Biological drugs are produced in living organisms including both animal cells and microorganisms such as bacteria or yeast, and are purified through a complex manufacturing process, unlike small-molecule drugs which are typically manufactured by chemical synthesis. In general, biological drugs exhibit greater structural and molecular complexity than chemical entities subjecting them to inherent variability. Therefore extensive and thorough physicochemical and biological characterization is required to demonstrate that this variability is tightly controlled and remains within predefined limits approved by health authorities.

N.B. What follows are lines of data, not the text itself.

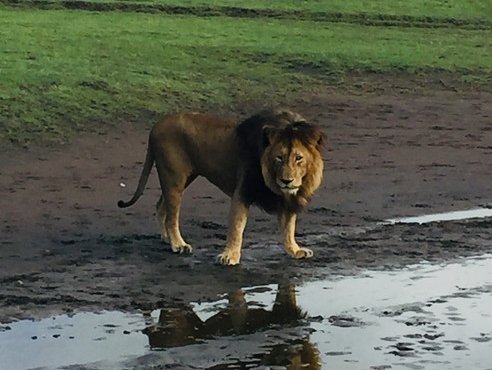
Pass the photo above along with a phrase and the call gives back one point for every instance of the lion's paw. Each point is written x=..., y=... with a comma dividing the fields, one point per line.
x=303, y=253
x=185, y=248
x=228, y=258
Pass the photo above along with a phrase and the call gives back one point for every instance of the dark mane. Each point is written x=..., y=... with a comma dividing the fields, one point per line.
x=250, y=133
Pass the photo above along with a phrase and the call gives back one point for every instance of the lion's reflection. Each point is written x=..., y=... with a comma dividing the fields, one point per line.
x=182, y=326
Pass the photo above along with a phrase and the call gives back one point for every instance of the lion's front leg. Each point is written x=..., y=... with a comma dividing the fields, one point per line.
x=238, y=217
x=288, y=226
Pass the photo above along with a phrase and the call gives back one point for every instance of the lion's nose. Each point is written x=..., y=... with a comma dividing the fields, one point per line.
x=286, y=181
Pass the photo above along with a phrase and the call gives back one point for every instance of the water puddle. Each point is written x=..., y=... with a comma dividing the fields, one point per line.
x=421, y=317
x=446, y=216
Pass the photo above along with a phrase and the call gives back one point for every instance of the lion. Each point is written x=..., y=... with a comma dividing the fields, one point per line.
x=272, y=160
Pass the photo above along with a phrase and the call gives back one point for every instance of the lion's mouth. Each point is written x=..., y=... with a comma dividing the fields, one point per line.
x=291, y=190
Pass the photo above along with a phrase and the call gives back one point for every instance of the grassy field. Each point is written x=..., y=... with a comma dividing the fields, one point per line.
x=63, y=71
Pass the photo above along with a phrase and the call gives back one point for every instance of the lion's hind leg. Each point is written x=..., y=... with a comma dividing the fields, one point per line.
x=173, y=186
x=160, y=209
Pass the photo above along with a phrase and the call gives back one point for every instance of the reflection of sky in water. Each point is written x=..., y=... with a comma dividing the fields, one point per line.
x=453, y=318
x=438, y=311
x=447, y=216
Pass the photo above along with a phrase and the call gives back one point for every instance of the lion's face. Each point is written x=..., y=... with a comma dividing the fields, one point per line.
x=288, y=167
x=291, y=162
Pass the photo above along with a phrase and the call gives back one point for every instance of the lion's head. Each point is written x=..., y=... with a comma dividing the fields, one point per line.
x=291, y=162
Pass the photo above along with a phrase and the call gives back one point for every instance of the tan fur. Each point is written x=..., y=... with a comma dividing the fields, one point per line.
x=188, y=145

A biosimilar is a type of biological drug that has been formally approved by the competent health authorities after demonstrating that it is highly similar to the already approved original or innovator biological drug, also referred to as the reference product. Extensive analytical testing of structure and function together with targeted non-clinical and clinical studies are demanded by the authorities in order to demonstrate that the biosimilar does not present clinically meaningful differences in terms of quality, safety and efficacy to the originator reference product.
Health authorities including the European Medicines Agency (EMA), the U.S. Food and Drug Administration (FDA) and Health Canada have their own definitions of biosimilars and also guidelines with regards to the requirements for demonstrating the similar nature of two biological products. However, they concur that biosimilars must be highly similar to the reference product in order to receive marketing authorization.